A common ritual which is traditionally observed is to offer a raut, (a huge loaf prepared from 18 kilograms of wheat flour sweetened with jaggery weighing half that quantity) once a year on a Friday.

The raut is traditionally prepared by a Bharai, who take one fourth of the rotas offering, the remaining being consumed by the donor family and distributed among fellow Sultanias (followers of Sakhi Sarwar).

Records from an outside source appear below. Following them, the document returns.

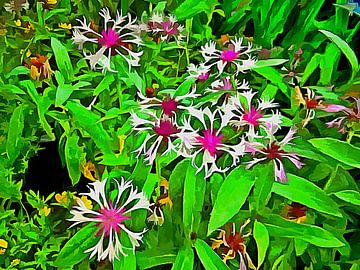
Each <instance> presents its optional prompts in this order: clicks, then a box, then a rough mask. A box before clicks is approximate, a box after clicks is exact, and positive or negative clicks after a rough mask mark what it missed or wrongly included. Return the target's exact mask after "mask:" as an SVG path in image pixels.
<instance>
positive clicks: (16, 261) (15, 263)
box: [11, 259, 20, 266]
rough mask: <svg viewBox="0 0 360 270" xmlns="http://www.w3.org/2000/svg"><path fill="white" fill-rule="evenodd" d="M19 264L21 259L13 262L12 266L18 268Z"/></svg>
mask: <svg viewBox="0 0 360 270" xmlns="http://www.w3.org/2000/svg"><path fill="white" fill-rule="evenodd" d="M19 263H20V259H14V260H12V262H11V265H12V266H16V265H18V264H19Z"/></svg>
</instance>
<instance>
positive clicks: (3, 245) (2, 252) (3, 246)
mask: <svg viewBox="0 0 360 270" xmlns="http://www.w3.org/2000/svg"><path fill="white" fill-rule="evenodd" d="M7 247H8V242H7V241H6V240H4V239H0V254H4V253H5V251H6V249H7Z"/></svg>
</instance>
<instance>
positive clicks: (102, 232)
mask: <svg viewBox="0 0 360 270" xmlns="http://www.w3.org/2000/svg"><path fill="white" fill-rule="evenodd" d="M110 181H111V180H109V179H106V180H104V181H98V180H97V181H95V182H93V183H90V184H89V186H88V187H89V193H85V194H83V195H86V196H88V197H89V198H90V199H91V200H93V201H94V202H96V203H97V204H98V207H99V208H98V210H91V209H88V208H87V207H86V205H85V203H84V202H83V201H82V200H80V199H77V204H78V206H74V208H73V210H71V211H70V213H71V214H72V215H73V217H72V218H71V219H69V221H72V222H75V223H74V224H73V225H71V227H72V226H76V225H78V224H81V223H88V222H94V223H95V226H97V227H98V228H99V230H98V232H97V236H98V237H100V239H99V241H98V243H97V244H96V245H95V246H93V247H91V248H89V249H88V250H86V251H85V252H86V253H90V252H91V254H90V258H92V257H93V256H95V255H96V254H97V259H98V261H100V260H105V259H106V258H108V259H109V261H110V262H112V261H113V260H114V259H115V258H116V259H119V255H120V254H122V255H124V256H127V254H126V252H124V249H129V247H125V246H124V245H122V244H121V242H120V234H121V233H125V234H127V236H128V238H129V240H130V243H131V245H132V247H131V248H130V249H132V250H133V252H135V248H136V247H139V246H140V243H139V242H140V241H142V237H143V234H144V233H145V232H146V229H144V230H143V231H141V232H133V231H130V230H129V229H128V228H127V227H126V224H125V221H126V220H129V219H130V218H131V217H130V216H131V212H133V211H135V210H138V209H146V210H149V206H150V203H149V201H148V199H147V198H146V196H145V195H144V194H143V193H142V192H138V191H137V188H134V186H133V185H132V183H131V181H128V182H126V181H124V179H121V181H120V183H119V182H118V181H117V180H115V179H113V181H114V182H115V184H116V185H115V190H117V196H116V198H115V199H113V200H112V199H111V198H110V194H109V193H108V192H107V189H106V184H107V183H108V182H110ZM95 209H96V208H95ZM104 245H107V247H106V248H105V249H104Z"/></svg>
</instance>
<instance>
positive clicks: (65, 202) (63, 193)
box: [55, 191, 69, 204]
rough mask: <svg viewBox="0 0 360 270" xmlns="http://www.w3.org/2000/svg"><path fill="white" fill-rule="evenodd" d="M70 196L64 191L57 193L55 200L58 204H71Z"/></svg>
mask: <svg viewBox="0 0 360 270" xmlns="http://www.w3.org/2000/svg"><path fill="white" fill-rule="evenodd" d="M68 199H69V196H68V193H67V192H66V191H64V192H63V193H61V194H60V193H57V194H56V195H55V200H56V201H57V202H58V203H61V204H68V202H69V200H68Z"/></svg>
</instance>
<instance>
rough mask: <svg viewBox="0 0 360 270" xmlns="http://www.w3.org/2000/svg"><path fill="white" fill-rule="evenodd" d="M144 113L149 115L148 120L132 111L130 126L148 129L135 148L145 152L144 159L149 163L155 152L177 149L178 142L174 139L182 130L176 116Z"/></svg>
mask: <svg viewBox="0 0 360 270" xmlns="http://www.w3.org/2000/svg"><path fill="white" fill-rule="evenodd" d="M145 115H147V116H149V117H151V119H150V120H148V119H144V118H141V117H139V116H138V115H137V114H135V113H134V112H132V113H131V118H132V126H133V128H134V130H137V131H141V132H144V131H148V133H147V135H146V137H145V139H144V141H143V143H142V144H141V145H140V147H139V148H138V149H136V150H135V152H136V153H138V156H139V155H140V154H145V160H146V161H148V162H149V163H150V164H151V163H153V162H154V160H155V157H156V154H157V153H158V152H159V151H162V148H165V149H166V150H165V151H163V153H162V154H163V155H166V154H167V153H169V152H171V151H177V148H178V144H175V143H174V140H175V139H177V138H178V135H179V134H180V133H181V132H182V130H181V128H180V127H179V126H178V125H177V123H176V117H174V118H169V117H167V116H164V117H160V118H159V117H158V116H156V114H155V113H153V112H149V111H147V112H145Z"/></svg>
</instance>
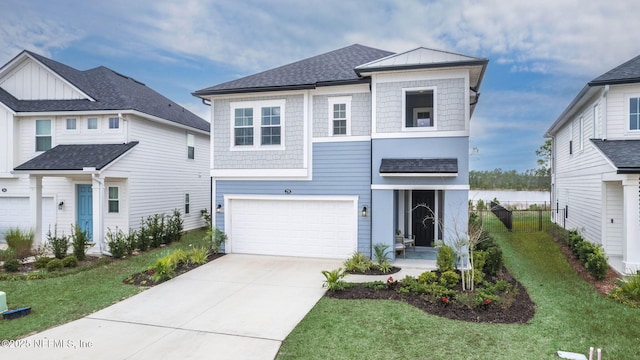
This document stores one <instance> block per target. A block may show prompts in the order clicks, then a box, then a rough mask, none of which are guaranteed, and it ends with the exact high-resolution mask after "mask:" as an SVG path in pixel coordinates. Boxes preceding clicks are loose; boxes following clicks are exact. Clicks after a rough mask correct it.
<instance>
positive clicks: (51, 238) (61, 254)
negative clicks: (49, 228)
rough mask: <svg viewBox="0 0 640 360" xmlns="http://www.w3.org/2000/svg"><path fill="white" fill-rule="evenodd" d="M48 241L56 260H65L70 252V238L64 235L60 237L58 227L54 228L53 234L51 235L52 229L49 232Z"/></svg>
mask: <svg viewBox="0 0 640 360" xmlns="http://www.w3.org/2000/svg"><path fill="white" fill-rule="evenodd" d="M47 240H48V243H49V247H50V248H51V251H52V252H53V256H55V258H56V259H63V258H64V257H65V256H67V251H68V250H69V237H68V236H66V235H65V234H64V233H63V234H62V236H58V225H55V226H54V227H53V234H51V229H49V231H48V232H47Z"/></svg>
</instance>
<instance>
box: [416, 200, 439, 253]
mask: <svg viewBox="0 0 640 360" xmlns="http://www.w3.org/2000/svg"><path fill="white" fill-rule="evenodd" d="M418 205H424V206H418ZM411 208H412V209H414V210H413V212H412V214H411V224H412V225H411V231H412V233H413V235H415V236H416V246H433V231H434V226H435V221H436V219H435V215H436V213H435V192H434V191H433V190H413V191H412V192H411ZM425 219H426V220H425Z"/></svg>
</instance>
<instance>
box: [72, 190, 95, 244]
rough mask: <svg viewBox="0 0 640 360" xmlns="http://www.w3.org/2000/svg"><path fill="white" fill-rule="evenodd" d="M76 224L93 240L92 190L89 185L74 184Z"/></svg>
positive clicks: (90, 239)
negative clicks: (75, 201) (75, 196)
mask: <svg viewBox="0 0 640 360" xmlns="http://www.w3.org/2000/svg"><path fill="white" fill-rule="evenodd" d="M76 198H77V207H76V208H77V209H78V210H77V211H78V226H80V228H81V229H82V230H84V231H85V232H86V233H87V236H89V239H90V240H93V192H92V190H91V185H76Z"/></svg>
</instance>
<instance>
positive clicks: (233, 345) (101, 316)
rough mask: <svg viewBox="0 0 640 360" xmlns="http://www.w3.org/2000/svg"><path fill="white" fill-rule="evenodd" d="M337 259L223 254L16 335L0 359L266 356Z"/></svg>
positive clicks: (291, 323) (268, 355) (300, 310)
mask: <svg viewBox="0 0 640 360" xmlns="http://www.w3.org/2000/svg"><path fill="white" fill-rule="evenodd" d="M340 266H342V261H341V260H325V259H308V258H290V257H275V256H258V255H238V254H230V255H226V256H224V257H222V258H220V259H218V260H215V261H212V262H210V263H208V264H206V265H203V266H201V267H199V268H197V269H195V270H192V271H190V272H188V273H186V274H183V275H181V276H179V277H177V278H175V279H172V280H170V281H168V282H166V283H163V284H161V285H158V286H155V287H153V288H151V289H149V290H147V291H145V292H143V293H141V294H139V295H136V296H133V297H131V298H129V299H126V300H124V301H121V302H119V303H117V304H115V305H112V306H110V307H108V308H106V309H103V310H101V311H98V312H96V313H93V314H91V315H89V316H87V317H85V318H82V319H80V320H76V321H73V322H70V323H68V324H65V325H61V326H58V327H56V328H52V329H49V330H46V331H43V332H41V333H38V334H35V335H32V336H29V337H27V338H24V339H21V340H19V341H17V343H16V345H19V346H20V348H17V349H16V348H10V349H7V348H4V347H0V358H2V359H5V358H6V359H12V360H17V359H51V358H53V359H273V358H274V357H275V356H276V354H277V353H278V349H279V348H280V344H281V342H282V340H284V338H285V337H286V336H287V335H288V334H289V333H290V332H291V330H293V328H295V327H296V326H297V324H298V323H299V322H300V320H302V318H303V317H304V316H305V315H306V314H307V312H309V310H311V308H313V306H314V305H315V304H316V302H318V300H319V299H320V298H321V297H322V295H323V294H324V291H325V290H324V289H323V288H322V283H323V281H324V276H323V275H322V273H321V271H322V270H333V269H336V268H338V267H340ZM34 295H35V294H34ZM87 301H91V299H87ZM0 338H1V336H0ZM0 340H1V339H0Z"/></svg>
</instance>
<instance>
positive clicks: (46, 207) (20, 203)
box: [0, 197, 55, 241]
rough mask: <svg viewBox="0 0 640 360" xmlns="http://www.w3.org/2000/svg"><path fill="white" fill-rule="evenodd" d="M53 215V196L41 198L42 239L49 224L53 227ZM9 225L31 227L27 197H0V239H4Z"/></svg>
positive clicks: (28, 207)
mask: <svg viewBox="0 0 640 360" xmlns="http://www.w3.org/2000/svg"><path fill="white" fill-rule="evenodd" d="M54 217H55V208H54V206H53V198H51V197H44V198H42V239H46V234H47V232H48V231H49V226H51V228H52V229H53V225H54V224H55V219H54ZM11 227H19V228H21V229H28V228H30V227H31V214H30V212H29V198H28V197H0V240H2V241H4V233H5V232H6V231H7V229H9V228H11Z"/></svg>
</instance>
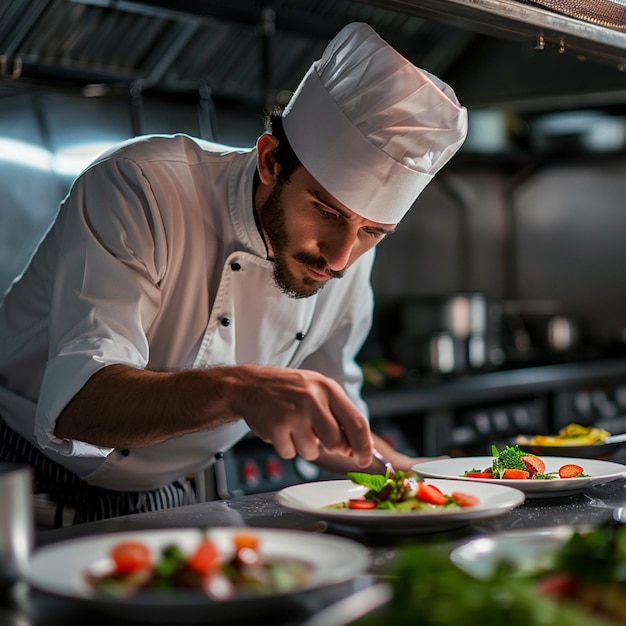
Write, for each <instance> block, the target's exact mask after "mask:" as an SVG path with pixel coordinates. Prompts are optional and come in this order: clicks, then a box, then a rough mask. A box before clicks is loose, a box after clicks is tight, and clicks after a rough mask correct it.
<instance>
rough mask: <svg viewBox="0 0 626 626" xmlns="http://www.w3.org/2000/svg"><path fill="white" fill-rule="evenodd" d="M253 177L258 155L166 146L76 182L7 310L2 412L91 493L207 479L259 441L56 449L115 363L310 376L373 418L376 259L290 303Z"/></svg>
mask: <svg viewBox="0 0 626 626" xmlns="http://www.w3.org/2000/svg"><path fill="white" fill-rule="evenodd" d="M255 166H256V152H255V151H254V150H252V151H243V150H239V151H235V150H234V149H231V148H226V147H224V146H218V145H215V144H209V143H208V142H202V141H199V140H196V139H192V138H190V137H187V136H185V135H175V136H162V137H159V136H152V137H146V138H140V139H138V140H134V141H131V142H128V143H127V145H125V146H123V147H122V148H120V149H119V150H117V151H115V152H113V153H112V154H111V155H107V156H106V158H102V159H101V160H99V162H98V163H96V164H94V165H93V166H91V167H90V168H89V169H88V170H87V171H86V172H85V173H84V174H83V175H82V176H81V177H80V178H79V179H78V180H77V181H76V183H75V184H74V186H73V188H72V191H71V192H70V194H69V196H68V197H67V198H66V200H65V201H64V203H63V205H62V207H61V210H60V213H59V216H58V219H57V221H56V223H55V224H54V225H53V227H52V228H51V230H50V231H49V233H48V235H47V237H46V238H45V239H44V241H43V242H42V244H41V245H40V247H39V249H38V250H37V252H36V254H35V256H34V259H33V262H32V263H31V265H30V267H29V268H28V269H27V271H26V272H25V274H24V275H23V277H22V278H21V280H20V281H19V282H16V283H15V284H14V285H13V286H12V289H11V290H10V292H9V293H8V295H7V297H6V299H5V301H4V302H3V303H2V305H0V415H2V416H3V418H4V419H5V420H6V421H7V423H8V424H9V426H10V427H11V428H13V429H14V430H16V431H17V432H18V433H20V434H21V435H22V436H23V437H25V438H26V439H28V440H29V441H31V442H32V443H36V442H38V443H39V444H40V445H41V446H42V447H43V448H44V453H45V454H47V455H48V456H50V458H52V459H53V460H55V461H57V462H58V463H60V464H62V465H64V466H66V467H68V468H69V469H70V470H72V471H75V472H76V473H77V474H78V475H79V476H81V477H82V478H85V479H86V480H87V481H88V482H90V483H91V484H94V485H99V486H103V487H106V488H109V489H121V490H129V489H149V488H154V487H158V486H160V485H162V484H165V483H167V482H170V481H171V480H174V479H176V478H178V477H179V476H181V475H184V474H187V473H190V472H195V471H198V470H199V469H201V468H202V467H205V466H207V465H208V464H210V463H211V462H212V460H213V458H214V455H215V453H217V452H219V451H223V450H225V449H228V448H230V447H231V446H232V445H233V444H234V443H235V442H236V441H238V440H239V439H240V438H241V437H242V436H244V435H245V434H246V432H248V428H247V426H246V424H245V423H243V422H238V423H234V424H229V425H225V426H222V427H219V428H215V429H212V430H207V431H204V432H201V433H194V434H191V435H185V436H183V437H179V438H176V439H171V440H169V441H167V442H164V443H162V444H159V445H156V446H151V447H147V448H141V449H134V450H132V451H131V454H130V455H129V456H123V455H122V454H121V453H120V451H117V450H111V449H109V448H98V447H96V446H91V445H89V444H85V443H81V442H77V441H62V440H59V439H57V438H55V437H54V434H53V431H54V425H55V422H56V419H57V417H58V415H59V413H60V411H61V410H62V409H63V407H64V406H65V405H66V404H67V402H68V401H69V400H70V399H71V398H72V397H73V396H74V395H75V394H76V392H77V391H78V390H79V389H80V388H81V387H82V386H83V385H84V384H85V382H86V381H87V380H88V379H89V377H90V376H92V375H93V374H94V373H95V372H96V371H98V370H99V369H100V368H102V367H104V366H105V365H107V364H112V363H127V364H129V365H133V366H136V367H140V368H149V369H153V370H167V369H176V368H186V367H209V366H211V365H216V364H232V363H237V362H241V361H248V362H257V363H265V364H271V365H282V366H289V367H307V368H311V369H317V370H319V371H322V372H324V373H326V374H328V375H330V376H332V377H334V378H335V379H337V380H338V381H340V382H341V383H342V384H343V385H344V387H345V389H346V391H347V392H348V394H349V396H350V397H351V399H352V400H353V402H354V403H355V404H356V405H357V406H358V407H359V409H360V410H361V411H362V412H363V413H364V414H365V415H366V416H367V407H366V406H365V403H364V402H363V400H362V399H361V396H360V388H361V382H362V375H361V371H360V369H359V368H358V366H357V365H356V363H355V362H354V356H355V355H356V353H357V351H358V349H359V348H360V346H361V344H362V342H363V341H364V339H365V337H366V335H367V333H368V332H369V328H370V325H371V315H372V306H373V297H372V293H371V287H370V284H369V276H370V271H371V265H372V262H373V258H374V253H373V251H372V252H371V253H368V254H367V255H364V256H363V257H362V258H361V259H359V260H358V261H357V263H355V264H354V265H353V266H352V267H351V268H350V269H349V271H348V272H347V274H346V276H345V277H344V278H343V279H341V280H333V281H331V282H330V283H329V284H328V285H327V286H326V287H325V288H324V290H323V291H322V292H321V293H320V294H318V295H317V296H313V297H311V298H306V299H300V300H296V299H290V298H288V297H287V296H284V295H282V294H281V293H280V291H279V290H278V288H277V287H275V285H274V282H273V279H272V275H271V272H272V263H271V262H269V261H268V260H267V259H266V251H265V245H264V243H263V240H262V238H261V236H260V235H259V232H258V230H257V227H256V224H255V221H254V215H253V210H252V187H253V174H254V171H255ZM231 262H236V263H238V264H239V266H240V267H241V269H240V270H238V271H234V270H233V269H231ZM266 305H267V306H266ZM222 316H228V317H229V318H230V320H231V324H230V325H229V326H223V325H221V324H220V323H219V320H220V318H221V317H222ZM299 332H303V333H304V334H305V335H306V337H305V339H304V341H297V340H296V339H295V337H296V334H297V333H299Z"/></svg>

A famous fair known as "Chaunkian da Mela" is held in Mukandpur to commemorate Sakhi Sarwar's visit Balachaur, starting his journey from Rattewal and reaching Mukandpur where Sakhi Sarwar reportedly stayed for nine days. Since then, this fair is held in Mukandpur and lasts for nine days. A "Saang" starts from Rattewal and reaches Mukandpur. The leader of the "Saang" holds a flag which is called a "Togh".